The Psychology of Progress in SaaS Leadership
Why B2B teams resist the change they want most.
"If you think and achieve as a team, the individual accolades will take care of themselves. Talent wins games, but teamwork and intelligence win championships" - Michael Jordan
Welcome back to The 100. Last week we explored how B2B buyers are shifting to self-directed research. This week, we're examining something that might feel uncomfortable but necessary: why teams resist the very changes they say they want.
Grab your afternoon 🫖 — today we're exploring three behavioral biases that prevent effective cross-team alignment, focusing on product, marketing and sales functions. But first, we need to understand the principle that often drives stagnation in SaaS GTM orgs: the status quo bias.
This fundamental tendency to prefer things staying the same — by doing nothing or sticking to previous decisions — isn't inevitable. It's a choice teams make, often unconsciously. When left unchallenged, it leads departments to operate in isolation, each convinced their view of the market, audience and customer is complete.
That said, up to 90% of sales and marketing professionals report misalignment in strategy, and this disconnect costs businesses over $1 trillion annually.
I see time and time again, teams sticking to familiar practices even when they see evidence that change would help them grow. They want better collaboration, but their established ways of working — from how they track success to how they share information — actively prevent it.
Think about your last planning session.
Each department likely presented their view of the customer, their metrics, their priorities.
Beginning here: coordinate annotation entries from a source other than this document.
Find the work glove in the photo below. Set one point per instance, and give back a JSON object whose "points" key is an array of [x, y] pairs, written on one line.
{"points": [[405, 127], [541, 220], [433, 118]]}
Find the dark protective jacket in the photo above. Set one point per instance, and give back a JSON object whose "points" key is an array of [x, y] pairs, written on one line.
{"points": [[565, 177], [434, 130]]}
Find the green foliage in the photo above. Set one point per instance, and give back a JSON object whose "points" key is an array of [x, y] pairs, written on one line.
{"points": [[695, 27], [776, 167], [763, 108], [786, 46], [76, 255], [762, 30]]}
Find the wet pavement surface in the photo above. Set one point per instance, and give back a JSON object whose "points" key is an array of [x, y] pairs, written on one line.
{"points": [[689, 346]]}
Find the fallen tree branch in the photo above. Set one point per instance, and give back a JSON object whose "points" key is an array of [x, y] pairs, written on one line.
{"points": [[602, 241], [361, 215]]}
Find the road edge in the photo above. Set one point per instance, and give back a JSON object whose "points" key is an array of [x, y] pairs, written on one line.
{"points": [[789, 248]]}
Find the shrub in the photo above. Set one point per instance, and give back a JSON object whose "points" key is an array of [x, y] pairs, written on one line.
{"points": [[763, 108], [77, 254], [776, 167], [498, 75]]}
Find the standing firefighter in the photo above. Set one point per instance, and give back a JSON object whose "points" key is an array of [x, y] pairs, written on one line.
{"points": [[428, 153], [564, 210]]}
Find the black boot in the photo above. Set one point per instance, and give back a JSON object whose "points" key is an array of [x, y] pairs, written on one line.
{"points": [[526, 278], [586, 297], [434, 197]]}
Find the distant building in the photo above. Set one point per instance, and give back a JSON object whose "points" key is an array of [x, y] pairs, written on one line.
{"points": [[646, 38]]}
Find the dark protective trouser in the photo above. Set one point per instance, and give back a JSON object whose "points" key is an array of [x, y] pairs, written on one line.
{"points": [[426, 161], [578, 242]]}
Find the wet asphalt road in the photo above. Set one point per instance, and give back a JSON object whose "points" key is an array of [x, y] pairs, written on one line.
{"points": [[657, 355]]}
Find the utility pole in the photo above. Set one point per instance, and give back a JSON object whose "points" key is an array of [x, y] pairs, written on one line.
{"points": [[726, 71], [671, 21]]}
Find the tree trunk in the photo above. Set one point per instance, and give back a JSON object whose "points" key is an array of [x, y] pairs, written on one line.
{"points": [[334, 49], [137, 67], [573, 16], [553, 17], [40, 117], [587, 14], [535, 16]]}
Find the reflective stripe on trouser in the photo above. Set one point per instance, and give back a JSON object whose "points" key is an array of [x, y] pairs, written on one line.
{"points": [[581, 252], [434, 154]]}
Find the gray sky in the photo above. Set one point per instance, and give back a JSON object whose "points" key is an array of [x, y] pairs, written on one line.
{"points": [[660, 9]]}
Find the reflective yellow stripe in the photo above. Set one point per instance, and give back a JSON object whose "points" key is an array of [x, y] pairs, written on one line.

But how many connected their insights to what other teams were building? How many showed they understood their role in the bigger picture?
Let's examine the three key biases holding teams back, and how to overcome them.
1. Groupthink is killing your ability to move fast.
Social psychologists call it "ingroup favoritism" — our natural tendency to favor our own group while viewing others with skepticism. Left unchallenged, this bias breeds groupthink, where teams become echo chambers of their own ideas. In enterprise settings, this creates invisible walls, with each department building their own language, metrics, and priorities while dismissing input from others.
Picture your last planning meeting:
Marketing presents engagement metrics
Sales jumps to pipeline velocity and closed-won summaries
Product focuses on feature adoption
Customer Success emphasizes retention signals
Each team builds their own specialized knowledge, making it increasingly difficult to step outside their viewpoint. This then leads to disconnected perspectives on what is actively driving buyer and customer value. But when GTM teams align, companies see up to 36% higher revenue growth and 28% increased profitability.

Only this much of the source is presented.